The "Death Star" title really belongs only to that one specific model (75GXP) produced by IBM and its spectacular failure mode (shredding the magnetic media off the platter almost entirely in some cases)
The term “Death Star” was also a play on the product’s marketing name of “Deskstar”, so it wouldn’t make sense for any other drive.
It came with a failure auto audio alarm!
I've never gotten to hear one fail, but these were the way I learned never to use drives from a single batch in a RAID array back in the day (most of the time these days I never match models in a single array and try to avoid matching manufacturers; gotten paranoid over the years after successive RAID failures)

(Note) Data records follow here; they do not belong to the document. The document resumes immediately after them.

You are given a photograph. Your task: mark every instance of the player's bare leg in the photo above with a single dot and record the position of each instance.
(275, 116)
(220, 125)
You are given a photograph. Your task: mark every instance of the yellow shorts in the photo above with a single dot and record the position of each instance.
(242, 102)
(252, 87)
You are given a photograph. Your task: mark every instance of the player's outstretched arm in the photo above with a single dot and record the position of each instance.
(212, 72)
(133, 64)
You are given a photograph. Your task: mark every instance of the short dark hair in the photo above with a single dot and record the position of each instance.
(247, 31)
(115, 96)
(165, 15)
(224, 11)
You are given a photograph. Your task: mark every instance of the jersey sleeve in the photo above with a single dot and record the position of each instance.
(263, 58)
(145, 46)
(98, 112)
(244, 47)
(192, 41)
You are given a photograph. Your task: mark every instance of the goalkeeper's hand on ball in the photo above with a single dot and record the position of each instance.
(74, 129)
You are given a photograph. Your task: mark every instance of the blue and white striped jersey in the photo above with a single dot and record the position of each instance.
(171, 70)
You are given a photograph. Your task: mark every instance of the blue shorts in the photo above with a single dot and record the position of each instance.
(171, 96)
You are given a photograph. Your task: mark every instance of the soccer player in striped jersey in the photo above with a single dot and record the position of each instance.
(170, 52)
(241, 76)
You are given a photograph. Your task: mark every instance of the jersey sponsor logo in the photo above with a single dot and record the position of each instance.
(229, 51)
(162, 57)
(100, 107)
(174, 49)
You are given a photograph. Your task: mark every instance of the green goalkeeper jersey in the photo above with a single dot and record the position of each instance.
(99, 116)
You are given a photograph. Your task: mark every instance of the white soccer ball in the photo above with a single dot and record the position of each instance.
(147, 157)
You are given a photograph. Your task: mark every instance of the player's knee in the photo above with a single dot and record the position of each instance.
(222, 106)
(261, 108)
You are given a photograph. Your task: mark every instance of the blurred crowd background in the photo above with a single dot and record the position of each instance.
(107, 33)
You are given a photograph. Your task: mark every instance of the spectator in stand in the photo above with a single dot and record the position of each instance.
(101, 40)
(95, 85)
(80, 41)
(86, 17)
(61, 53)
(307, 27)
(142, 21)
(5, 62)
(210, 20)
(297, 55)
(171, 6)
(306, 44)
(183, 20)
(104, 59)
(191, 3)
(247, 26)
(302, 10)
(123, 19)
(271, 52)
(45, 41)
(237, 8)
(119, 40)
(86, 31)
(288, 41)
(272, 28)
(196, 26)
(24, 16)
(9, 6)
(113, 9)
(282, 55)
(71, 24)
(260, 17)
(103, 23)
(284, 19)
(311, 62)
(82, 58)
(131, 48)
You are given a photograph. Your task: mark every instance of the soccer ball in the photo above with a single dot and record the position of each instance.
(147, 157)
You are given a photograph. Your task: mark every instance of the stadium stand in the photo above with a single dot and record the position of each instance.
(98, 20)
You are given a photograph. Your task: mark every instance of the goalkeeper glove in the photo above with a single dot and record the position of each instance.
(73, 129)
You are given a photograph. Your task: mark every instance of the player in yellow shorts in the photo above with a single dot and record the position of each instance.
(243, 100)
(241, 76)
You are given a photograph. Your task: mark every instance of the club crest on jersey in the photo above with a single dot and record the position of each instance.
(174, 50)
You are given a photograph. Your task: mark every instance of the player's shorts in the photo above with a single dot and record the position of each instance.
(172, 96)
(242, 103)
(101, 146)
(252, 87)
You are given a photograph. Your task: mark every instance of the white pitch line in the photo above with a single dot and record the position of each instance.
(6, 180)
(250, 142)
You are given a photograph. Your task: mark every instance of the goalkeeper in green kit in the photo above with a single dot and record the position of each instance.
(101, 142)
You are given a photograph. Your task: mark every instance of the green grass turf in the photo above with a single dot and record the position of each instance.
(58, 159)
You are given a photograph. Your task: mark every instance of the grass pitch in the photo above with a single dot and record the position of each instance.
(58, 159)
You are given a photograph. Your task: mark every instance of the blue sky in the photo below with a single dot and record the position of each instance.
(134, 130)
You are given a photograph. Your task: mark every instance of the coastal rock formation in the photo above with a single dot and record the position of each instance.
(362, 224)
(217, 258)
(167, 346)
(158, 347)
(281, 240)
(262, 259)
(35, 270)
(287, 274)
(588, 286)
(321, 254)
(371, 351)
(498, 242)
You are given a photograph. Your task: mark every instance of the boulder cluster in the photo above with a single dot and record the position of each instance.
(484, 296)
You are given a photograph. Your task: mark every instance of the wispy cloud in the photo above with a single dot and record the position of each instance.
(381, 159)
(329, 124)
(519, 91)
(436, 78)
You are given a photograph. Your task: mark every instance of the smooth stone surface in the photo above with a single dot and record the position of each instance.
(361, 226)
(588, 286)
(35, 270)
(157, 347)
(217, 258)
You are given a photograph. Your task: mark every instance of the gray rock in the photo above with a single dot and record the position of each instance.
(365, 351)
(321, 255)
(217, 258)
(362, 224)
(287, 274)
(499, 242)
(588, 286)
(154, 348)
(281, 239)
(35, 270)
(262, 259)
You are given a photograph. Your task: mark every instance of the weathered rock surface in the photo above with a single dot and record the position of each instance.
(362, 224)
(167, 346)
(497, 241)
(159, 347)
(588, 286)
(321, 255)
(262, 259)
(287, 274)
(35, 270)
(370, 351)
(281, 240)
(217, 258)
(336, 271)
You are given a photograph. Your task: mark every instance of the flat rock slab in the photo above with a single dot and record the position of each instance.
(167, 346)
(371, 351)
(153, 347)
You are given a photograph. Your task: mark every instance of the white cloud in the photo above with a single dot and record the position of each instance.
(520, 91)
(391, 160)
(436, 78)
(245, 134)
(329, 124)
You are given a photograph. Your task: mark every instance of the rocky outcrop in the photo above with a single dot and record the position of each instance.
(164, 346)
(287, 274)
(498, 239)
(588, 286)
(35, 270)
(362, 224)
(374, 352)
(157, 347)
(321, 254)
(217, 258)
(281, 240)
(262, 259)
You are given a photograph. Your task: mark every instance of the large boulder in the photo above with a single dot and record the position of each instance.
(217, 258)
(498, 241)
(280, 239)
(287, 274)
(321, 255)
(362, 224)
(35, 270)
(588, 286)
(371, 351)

Thankfully it was just stressful - we had backups, but drives in our array started failing one by one, with about a weeks interval; unfortunately it took something like 4 days to rebuild the array each time, so we wasted a lot of time shifting writes elsewhere so the last backup we had + writes going elsewhere combined remained recent enough in case a second drive would fail. We got off easy, but the time we spent probably cost us more than having set up a more redundant system in the first time would have.

I'm not sure about today, but 4 years ago we bought 120 HP notebooks from Verizon (they had cell modems in them) to use with a project. We had a horrendous failure rate of 100 hard drives in the first six months. They were Seagate drives. We ended up just replacing the remaining 20s hard drives as a preventative measure.